In [1]:
import pickle
from collections import Counter

import nltk

import pandas as pd
import numpy as np
import matplotlib.pyplot as plt
from wordcloud import WordCloud

from gensim.models import Word2Vec

In [2]:
df = pd.read_pickle('../data/cleaned_tweets_test.pkl')

In [3]:
df.head()

Unnamed: 0,text,label,category,cleaned,num_words
0,we are living in scary times in canada. gov’t ...,0,unreliable,living scary time canada gov refuse protect ca...,9
1,"just as bad in canada. in fact, our government...",0,unreliable,bad canada fact government accusing us racism ...,10
2,it was only a matter of time before the mainst...,0,unreliable,matter time mainstream medium decided blame co...,10
3,russia's taking no chances: foreigners infecte...,0,unreliable,russia taking chance foreigner infected new ch...,13
4,although there is now a presumptive confirmed ...,0,unreliable,although presumptive confirmed case wuhan nove...,11


In [4]:
df.label.value_counts()

0    280
1    277
Name: label, dtype: int64

In [5]:
df.category.value_counts()

unreliable    280
true          277
Name: category, dtype: int64

#### count of (non distinct) words in each category

In [6]:
bow_true = []
for word in df[df.category == 'true'].cleaned.str.split().to_list():
    bow_true += word


In [7]:
bow_unreliable = []
for word in df[df.category == 'unreliable'].cleaned.str.split().to_list():
    bow_unreliable += word

In [8]:
len(bow_true)

2829

In [9]:
len(bow_unreliable)

3294

In [10]:
len(set(bow_true))

1089

In [11]:
len(set(bow_unreliable))

1583

In [12]:
words = bow_true + bow_unreliable

In [13]:
texts =  [(tweet, cat) for tweet, cat in zip(df.cleaned.to_list(), df.category.to_list())]

In [14]:
tweets, cats = (zip(*texts))

## Word Embeddings

In [15]:
testing_words = set(words)

In [16]:
we_cbow = pickle.load(open('../data/we_cbow_training_unshared.pickle', 'rb'))
we_sg = pickle.load(open('../data/we_sg_training_unshared.pickle', 'rb'))

In [17]:
training_words = pickle.load(open('../data/training_words_set.pickle', 'rb'))

In [18]:
len([word for word in testing_words if word not in training_words])

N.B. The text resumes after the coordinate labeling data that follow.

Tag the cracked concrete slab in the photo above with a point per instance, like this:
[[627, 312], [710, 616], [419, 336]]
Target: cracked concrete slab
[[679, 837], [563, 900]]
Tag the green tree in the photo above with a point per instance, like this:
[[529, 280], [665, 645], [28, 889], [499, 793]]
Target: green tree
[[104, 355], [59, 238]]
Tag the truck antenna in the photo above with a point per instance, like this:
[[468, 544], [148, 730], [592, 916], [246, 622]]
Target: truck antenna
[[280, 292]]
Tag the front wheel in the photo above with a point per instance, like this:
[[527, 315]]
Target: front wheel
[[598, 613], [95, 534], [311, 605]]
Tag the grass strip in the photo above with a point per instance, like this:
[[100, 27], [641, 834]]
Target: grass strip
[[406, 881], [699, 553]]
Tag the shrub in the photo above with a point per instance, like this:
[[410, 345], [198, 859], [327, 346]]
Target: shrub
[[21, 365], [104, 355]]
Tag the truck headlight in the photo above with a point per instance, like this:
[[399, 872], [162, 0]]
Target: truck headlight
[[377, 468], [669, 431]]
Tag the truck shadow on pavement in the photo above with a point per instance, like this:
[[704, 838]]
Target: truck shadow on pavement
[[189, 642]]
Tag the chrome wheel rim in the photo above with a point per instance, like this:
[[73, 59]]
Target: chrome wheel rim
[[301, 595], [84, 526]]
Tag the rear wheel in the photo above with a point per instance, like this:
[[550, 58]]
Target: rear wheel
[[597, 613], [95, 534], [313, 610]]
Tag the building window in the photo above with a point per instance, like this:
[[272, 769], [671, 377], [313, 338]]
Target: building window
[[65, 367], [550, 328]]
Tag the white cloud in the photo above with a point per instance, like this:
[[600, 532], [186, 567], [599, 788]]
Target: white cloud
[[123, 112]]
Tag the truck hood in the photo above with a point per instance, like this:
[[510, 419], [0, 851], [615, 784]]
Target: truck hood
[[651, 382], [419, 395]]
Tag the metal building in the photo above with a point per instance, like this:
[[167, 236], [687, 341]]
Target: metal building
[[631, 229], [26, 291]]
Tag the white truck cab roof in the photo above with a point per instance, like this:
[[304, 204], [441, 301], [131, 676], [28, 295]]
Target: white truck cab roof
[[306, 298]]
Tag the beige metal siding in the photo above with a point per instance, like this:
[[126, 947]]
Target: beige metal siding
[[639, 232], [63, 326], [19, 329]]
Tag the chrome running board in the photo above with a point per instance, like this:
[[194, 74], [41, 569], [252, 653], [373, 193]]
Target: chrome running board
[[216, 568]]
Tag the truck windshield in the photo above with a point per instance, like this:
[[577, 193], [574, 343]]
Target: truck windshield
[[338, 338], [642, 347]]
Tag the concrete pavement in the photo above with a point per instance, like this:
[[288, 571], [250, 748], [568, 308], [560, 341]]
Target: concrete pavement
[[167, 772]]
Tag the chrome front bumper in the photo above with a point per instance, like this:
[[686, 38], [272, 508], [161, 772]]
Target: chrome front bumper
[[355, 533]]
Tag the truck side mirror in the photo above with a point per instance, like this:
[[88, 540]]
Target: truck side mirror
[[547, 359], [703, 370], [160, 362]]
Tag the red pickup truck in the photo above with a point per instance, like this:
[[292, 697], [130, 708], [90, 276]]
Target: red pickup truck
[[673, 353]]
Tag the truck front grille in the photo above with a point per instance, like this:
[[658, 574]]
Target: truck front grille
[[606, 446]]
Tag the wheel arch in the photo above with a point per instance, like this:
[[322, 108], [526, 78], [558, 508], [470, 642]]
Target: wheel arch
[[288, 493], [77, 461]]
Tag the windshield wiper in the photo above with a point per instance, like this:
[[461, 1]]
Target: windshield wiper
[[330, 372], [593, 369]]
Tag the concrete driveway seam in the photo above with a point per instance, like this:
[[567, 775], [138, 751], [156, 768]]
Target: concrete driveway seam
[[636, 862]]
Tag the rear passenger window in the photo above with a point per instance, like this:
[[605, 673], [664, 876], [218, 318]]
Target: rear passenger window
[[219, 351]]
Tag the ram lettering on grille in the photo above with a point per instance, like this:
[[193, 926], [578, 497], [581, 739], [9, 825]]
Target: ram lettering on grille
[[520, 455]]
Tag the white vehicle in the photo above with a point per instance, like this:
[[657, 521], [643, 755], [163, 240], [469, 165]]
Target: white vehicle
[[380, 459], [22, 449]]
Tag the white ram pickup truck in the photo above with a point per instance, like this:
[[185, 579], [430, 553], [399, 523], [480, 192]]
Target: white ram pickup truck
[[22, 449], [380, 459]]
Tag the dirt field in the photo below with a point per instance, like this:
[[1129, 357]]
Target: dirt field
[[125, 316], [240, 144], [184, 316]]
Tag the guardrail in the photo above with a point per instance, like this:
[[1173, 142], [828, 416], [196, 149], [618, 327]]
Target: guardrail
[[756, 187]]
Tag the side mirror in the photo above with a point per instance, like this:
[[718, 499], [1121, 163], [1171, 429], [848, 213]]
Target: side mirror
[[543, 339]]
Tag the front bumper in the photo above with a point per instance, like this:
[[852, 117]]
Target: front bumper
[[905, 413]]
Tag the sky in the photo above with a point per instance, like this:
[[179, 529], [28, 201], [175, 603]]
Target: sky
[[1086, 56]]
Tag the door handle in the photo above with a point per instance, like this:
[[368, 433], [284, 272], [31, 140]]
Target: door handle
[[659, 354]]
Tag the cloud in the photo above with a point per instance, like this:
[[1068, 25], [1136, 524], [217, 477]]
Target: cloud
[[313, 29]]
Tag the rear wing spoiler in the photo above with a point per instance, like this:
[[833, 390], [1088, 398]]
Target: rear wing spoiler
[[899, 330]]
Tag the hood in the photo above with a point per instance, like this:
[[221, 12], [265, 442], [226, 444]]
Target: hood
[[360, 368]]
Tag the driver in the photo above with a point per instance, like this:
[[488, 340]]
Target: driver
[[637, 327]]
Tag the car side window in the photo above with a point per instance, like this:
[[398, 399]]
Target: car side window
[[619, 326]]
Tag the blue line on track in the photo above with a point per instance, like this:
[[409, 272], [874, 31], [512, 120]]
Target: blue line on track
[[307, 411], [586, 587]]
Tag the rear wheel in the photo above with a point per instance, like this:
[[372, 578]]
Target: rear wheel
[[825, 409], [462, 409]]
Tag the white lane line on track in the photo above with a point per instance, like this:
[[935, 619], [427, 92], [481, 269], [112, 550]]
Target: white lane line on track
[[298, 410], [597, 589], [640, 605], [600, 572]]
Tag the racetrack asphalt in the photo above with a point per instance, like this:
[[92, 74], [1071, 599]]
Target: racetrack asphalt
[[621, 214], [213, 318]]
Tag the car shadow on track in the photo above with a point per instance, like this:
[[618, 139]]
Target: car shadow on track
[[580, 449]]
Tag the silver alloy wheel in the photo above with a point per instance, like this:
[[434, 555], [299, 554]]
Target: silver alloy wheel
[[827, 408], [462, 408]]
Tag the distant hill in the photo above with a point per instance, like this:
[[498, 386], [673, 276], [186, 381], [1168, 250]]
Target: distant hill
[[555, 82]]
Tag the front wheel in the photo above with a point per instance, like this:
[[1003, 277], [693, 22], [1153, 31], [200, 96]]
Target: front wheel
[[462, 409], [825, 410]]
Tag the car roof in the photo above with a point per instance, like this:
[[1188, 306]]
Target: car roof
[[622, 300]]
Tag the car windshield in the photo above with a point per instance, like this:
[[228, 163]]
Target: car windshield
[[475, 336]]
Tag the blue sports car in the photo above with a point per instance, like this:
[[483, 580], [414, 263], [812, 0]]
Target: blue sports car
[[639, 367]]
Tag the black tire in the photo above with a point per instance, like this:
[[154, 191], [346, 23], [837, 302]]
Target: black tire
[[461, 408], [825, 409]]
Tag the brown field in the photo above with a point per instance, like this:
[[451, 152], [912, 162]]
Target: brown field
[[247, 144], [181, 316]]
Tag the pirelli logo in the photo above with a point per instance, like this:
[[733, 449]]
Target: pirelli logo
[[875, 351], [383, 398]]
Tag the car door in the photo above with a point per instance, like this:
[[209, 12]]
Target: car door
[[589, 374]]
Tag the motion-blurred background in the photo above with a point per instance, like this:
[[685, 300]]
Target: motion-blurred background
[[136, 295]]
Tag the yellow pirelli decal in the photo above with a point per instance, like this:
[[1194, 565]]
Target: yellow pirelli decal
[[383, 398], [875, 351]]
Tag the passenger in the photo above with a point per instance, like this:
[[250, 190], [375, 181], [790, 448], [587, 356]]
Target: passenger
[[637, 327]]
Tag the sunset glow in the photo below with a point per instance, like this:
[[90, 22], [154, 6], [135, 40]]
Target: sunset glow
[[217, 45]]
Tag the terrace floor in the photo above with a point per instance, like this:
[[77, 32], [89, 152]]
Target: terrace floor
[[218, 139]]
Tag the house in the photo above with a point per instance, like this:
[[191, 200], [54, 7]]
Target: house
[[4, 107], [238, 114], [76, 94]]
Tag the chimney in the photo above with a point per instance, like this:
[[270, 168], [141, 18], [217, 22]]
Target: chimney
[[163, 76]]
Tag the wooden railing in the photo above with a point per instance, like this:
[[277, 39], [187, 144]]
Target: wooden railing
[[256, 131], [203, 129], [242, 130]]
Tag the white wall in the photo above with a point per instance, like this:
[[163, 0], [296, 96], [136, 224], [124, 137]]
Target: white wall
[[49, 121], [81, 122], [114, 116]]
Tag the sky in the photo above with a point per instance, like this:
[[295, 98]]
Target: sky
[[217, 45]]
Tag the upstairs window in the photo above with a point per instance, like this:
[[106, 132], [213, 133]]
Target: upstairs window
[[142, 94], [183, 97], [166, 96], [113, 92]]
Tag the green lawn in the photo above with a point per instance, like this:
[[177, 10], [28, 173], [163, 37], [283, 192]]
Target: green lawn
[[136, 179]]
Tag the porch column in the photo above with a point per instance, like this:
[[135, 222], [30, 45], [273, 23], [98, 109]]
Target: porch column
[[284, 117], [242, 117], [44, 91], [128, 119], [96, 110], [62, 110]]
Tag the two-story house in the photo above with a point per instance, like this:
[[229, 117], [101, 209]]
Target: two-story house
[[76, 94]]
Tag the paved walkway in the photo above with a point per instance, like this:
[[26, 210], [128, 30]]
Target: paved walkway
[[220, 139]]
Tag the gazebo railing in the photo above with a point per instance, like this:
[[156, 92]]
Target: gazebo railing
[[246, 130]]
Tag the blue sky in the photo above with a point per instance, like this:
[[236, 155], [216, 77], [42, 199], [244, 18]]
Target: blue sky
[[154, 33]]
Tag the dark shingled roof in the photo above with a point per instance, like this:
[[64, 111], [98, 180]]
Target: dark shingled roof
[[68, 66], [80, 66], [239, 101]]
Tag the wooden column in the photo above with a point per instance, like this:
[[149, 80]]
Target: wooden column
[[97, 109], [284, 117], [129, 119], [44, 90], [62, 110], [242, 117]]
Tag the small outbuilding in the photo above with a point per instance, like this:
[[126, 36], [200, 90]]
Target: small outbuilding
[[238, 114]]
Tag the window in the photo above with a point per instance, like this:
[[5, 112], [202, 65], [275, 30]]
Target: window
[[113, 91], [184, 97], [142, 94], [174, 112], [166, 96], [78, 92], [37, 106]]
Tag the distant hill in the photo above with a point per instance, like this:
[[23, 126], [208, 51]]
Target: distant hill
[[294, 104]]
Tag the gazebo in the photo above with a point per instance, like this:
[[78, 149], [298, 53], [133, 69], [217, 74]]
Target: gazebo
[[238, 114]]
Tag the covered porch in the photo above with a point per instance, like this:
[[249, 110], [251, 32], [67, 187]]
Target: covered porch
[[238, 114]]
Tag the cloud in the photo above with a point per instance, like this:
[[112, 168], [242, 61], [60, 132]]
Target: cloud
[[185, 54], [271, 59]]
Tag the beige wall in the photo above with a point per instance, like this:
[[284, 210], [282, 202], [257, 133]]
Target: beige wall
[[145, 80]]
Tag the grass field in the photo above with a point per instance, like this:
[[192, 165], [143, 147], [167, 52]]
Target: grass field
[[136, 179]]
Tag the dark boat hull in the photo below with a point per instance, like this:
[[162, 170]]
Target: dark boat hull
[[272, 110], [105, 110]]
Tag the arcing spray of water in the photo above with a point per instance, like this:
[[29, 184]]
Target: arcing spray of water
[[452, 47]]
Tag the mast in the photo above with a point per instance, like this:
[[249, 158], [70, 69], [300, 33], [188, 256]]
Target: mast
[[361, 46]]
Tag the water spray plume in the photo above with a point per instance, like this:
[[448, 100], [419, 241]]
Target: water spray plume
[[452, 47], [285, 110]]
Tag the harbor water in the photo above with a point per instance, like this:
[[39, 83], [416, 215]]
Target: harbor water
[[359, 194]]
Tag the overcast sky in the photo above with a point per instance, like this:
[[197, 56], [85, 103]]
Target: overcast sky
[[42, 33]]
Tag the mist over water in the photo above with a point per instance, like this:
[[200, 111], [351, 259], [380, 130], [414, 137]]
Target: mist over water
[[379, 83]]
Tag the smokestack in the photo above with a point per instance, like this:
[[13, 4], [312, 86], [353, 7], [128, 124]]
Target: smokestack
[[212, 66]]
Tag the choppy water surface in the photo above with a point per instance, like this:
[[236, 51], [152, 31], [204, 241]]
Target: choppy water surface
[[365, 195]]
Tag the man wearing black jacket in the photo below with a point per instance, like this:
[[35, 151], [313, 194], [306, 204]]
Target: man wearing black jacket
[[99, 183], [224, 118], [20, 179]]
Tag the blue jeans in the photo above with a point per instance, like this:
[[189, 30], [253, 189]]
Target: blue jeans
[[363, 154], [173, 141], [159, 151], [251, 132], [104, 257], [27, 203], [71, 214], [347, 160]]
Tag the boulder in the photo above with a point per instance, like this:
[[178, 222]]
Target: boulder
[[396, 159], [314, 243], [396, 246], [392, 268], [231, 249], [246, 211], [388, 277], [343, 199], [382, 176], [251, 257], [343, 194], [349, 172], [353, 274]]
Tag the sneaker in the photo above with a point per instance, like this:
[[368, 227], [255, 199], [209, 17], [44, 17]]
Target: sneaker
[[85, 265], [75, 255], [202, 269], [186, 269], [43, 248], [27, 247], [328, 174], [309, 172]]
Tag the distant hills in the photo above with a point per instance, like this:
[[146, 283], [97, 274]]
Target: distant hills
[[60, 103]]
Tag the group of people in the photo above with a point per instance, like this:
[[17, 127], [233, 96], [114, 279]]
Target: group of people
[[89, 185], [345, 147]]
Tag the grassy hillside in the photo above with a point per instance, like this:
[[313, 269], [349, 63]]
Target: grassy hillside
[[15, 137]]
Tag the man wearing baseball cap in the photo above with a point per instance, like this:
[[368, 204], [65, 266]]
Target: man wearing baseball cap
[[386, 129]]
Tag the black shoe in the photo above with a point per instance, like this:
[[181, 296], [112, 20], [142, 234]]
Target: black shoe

# this might create a significant issue

596

In [19]:
def meaner(word_embedding, tweets, training_words):
    # excludes words that are not in the training words
    tweet_embedding = {}
    for i, tweet in enumerate(tweets):
        tweet_embedding[tweet] = np.mean(np.array([word_embedding[word] for word in tweets[i].split() if word in training_words]), axis=0)
    return tweet_embedding

In [20]:
te_cbow = meaner(we_cbow, tweets, training_words)
te_sg = meaner(we_sg, tweets, training_words)

In [21]:
len(te_cbow), len(te_sg)

(557, 557)

In [22]:
te_cbow_df = pd.DataFrame(te_cbow).T.reset_index().rename(columns={'index':'tweet'})
te_cbow_df['category'] = cats
te_cbow_df['label'] = te_cbow_df.category.map({'unreliable':0, 'true':1})
te_cbow_df = te_cbow_df.sample(frac=1, random_state=42).reset_index(drop=True)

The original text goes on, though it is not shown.